Bi-Weekly Talk: Tim Seppelt: How Indistinguishable are Cospectral Graphs? Weisfeiler–Leman, Graph Spectra, and Graph Powers
Wednesday, December 16, 2020, 10:30am
Location: Online session
Speaker: Tim Seppelt
Abstract:
Arvind et al. (2020) asked which graph invariants are detected by the k-dimensional Weisfeiler–Leman algorithm.
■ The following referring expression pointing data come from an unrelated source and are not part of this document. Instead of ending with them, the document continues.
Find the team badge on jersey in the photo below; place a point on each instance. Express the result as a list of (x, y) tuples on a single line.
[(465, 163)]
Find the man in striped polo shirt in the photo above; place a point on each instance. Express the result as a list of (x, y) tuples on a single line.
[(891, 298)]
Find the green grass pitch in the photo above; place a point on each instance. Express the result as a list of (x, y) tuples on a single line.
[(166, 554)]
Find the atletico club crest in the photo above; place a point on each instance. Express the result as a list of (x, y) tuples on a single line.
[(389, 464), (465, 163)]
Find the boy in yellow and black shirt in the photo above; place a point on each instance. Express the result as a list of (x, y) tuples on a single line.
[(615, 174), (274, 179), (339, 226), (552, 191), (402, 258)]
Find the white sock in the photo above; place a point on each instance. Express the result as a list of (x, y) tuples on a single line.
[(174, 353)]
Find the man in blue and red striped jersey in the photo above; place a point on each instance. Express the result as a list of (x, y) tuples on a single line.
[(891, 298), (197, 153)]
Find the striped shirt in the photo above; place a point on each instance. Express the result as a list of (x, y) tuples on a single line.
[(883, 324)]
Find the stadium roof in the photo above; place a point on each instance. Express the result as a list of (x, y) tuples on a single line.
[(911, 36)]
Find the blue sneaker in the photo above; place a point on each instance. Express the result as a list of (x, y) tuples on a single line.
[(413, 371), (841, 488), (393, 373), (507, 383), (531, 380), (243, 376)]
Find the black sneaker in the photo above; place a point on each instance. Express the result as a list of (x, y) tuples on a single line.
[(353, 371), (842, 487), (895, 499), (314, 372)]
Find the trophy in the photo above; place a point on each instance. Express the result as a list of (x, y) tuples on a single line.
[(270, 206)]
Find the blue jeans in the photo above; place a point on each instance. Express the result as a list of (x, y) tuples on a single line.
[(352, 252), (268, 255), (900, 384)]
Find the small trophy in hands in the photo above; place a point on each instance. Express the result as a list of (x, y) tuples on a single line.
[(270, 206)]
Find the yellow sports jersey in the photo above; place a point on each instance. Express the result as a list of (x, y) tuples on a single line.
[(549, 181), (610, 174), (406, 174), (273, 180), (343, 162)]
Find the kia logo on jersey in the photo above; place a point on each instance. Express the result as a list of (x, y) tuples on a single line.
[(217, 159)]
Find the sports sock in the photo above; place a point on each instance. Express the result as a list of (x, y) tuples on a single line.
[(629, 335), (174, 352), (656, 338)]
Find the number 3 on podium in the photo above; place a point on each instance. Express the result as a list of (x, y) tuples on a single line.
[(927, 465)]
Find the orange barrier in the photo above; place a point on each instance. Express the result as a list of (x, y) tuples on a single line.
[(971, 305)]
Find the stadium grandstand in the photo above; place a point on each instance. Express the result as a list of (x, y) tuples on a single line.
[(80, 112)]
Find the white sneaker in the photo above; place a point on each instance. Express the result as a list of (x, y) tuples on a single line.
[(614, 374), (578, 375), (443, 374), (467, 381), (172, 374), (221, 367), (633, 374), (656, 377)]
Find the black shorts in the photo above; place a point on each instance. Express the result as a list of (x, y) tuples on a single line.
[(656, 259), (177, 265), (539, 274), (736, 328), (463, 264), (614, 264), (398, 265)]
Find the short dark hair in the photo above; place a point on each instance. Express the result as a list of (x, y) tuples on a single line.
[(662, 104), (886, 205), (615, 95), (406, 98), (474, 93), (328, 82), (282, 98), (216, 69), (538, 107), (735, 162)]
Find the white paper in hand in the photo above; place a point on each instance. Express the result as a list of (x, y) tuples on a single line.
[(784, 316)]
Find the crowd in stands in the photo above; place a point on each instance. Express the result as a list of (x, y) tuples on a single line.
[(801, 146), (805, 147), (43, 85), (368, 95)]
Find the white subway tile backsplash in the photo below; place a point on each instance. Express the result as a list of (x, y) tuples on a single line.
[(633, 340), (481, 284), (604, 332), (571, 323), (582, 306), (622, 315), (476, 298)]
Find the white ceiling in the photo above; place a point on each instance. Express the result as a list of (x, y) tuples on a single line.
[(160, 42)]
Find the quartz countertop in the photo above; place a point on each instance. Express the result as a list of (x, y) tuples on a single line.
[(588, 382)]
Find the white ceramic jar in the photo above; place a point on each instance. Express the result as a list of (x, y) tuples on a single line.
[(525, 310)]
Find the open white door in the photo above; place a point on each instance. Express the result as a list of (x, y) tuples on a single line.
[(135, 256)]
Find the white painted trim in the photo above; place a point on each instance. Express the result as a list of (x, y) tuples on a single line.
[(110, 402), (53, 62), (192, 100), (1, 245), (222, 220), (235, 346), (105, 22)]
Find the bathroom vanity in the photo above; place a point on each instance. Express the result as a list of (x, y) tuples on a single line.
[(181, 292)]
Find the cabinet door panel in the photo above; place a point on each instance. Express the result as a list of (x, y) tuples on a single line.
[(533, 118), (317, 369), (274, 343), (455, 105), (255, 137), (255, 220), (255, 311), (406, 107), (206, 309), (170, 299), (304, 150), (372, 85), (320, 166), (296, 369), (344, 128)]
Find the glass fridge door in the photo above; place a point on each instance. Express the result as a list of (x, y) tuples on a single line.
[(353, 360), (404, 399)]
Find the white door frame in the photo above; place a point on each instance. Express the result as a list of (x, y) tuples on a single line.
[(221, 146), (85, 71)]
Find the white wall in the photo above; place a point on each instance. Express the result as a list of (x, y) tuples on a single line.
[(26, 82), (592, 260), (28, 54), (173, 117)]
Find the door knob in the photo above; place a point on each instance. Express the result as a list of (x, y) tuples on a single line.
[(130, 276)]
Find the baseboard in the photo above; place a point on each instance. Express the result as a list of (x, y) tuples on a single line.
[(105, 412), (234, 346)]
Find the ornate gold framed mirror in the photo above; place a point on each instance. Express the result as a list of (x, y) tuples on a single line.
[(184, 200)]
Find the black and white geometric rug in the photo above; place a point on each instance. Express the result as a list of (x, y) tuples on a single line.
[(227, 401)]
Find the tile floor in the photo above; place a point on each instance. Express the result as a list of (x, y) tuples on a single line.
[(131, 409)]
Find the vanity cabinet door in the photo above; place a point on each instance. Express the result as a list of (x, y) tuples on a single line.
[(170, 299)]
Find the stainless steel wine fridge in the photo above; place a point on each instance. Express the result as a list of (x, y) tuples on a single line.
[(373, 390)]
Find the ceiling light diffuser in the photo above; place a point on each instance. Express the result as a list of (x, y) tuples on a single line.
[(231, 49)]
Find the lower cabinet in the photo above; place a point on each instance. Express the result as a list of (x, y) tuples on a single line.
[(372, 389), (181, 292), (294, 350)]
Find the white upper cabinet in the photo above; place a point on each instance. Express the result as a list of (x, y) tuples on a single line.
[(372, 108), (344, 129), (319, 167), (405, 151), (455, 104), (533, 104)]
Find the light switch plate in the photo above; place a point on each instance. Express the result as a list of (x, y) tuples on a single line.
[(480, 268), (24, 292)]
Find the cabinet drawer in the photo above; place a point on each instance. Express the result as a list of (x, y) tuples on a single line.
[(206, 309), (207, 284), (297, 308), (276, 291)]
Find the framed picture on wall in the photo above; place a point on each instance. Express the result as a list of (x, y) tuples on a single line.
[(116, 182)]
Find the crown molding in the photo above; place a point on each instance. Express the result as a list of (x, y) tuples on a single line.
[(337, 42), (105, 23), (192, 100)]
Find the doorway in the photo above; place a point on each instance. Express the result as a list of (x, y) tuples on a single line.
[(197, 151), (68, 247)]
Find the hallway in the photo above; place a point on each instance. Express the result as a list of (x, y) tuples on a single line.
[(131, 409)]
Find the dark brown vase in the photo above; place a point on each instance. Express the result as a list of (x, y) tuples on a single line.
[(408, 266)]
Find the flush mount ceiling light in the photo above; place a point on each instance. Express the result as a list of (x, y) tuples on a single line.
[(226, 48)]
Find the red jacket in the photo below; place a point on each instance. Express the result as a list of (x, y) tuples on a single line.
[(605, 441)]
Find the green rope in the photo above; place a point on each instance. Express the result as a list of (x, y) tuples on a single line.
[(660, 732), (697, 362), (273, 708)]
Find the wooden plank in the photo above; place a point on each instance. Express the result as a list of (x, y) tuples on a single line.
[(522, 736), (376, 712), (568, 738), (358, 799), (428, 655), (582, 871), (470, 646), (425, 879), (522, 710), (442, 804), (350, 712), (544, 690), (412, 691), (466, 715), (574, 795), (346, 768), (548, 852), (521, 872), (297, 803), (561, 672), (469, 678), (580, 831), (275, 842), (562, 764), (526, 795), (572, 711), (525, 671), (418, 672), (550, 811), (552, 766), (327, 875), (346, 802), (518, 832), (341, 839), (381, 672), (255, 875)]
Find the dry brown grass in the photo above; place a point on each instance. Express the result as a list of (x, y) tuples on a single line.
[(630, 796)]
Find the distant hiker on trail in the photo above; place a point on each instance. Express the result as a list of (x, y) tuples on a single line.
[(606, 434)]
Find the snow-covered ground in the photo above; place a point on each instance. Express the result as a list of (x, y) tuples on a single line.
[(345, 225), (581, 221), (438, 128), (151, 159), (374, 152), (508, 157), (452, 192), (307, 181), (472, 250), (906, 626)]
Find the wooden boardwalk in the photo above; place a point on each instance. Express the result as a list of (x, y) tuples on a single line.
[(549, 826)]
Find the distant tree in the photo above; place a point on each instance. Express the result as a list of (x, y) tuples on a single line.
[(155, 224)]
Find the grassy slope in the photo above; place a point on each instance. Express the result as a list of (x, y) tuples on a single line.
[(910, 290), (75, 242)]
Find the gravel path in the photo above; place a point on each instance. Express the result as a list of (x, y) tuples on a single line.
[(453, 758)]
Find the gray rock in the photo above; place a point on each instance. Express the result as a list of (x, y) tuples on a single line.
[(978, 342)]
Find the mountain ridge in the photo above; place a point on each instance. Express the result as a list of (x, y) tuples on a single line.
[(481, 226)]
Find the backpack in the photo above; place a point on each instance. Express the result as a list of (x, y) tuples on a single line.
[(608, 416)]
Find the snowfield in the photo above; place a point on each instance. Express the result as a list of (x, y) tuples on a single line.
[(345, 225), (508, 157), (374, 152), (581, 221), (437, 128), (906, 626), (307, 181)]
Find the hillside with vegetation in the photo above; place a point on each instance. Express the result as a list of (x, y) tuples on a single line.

Fürer and Alzaga et al. (2010) have shown that 2-WL-equivalent graphs are cospectral with respect to their adjacency matrices.
Strengthening this result, it is shown that 2-WL-equivalent graphs are cospectral with respect to a wide range of matrices that are studied in spectral and algebraic graph theory, and data science.
As a corollary, this implies that the edge partition obtained by classifying pairs of nodes according to their commute distance in a random walk is not finer than the edge partition obtained by 2-WL.
Furthermore, it is shown that these spectral graph invariants are strictly weaker than 2-WL. In fact, a logarithmic number of iterations of 2-WL suffices to distinguish non-cospectral graphs.
This reasoning also applies to k > 2, answering a question by Alzaga et al. (2010).
A logarithmic number of iterations of 2k-WL suffices to distinguish graphs that are not cospectral with respect to their k-th symmetric power adjacency matrices.
This talk gives an overview over these results and some of the techniques involved in their proofs.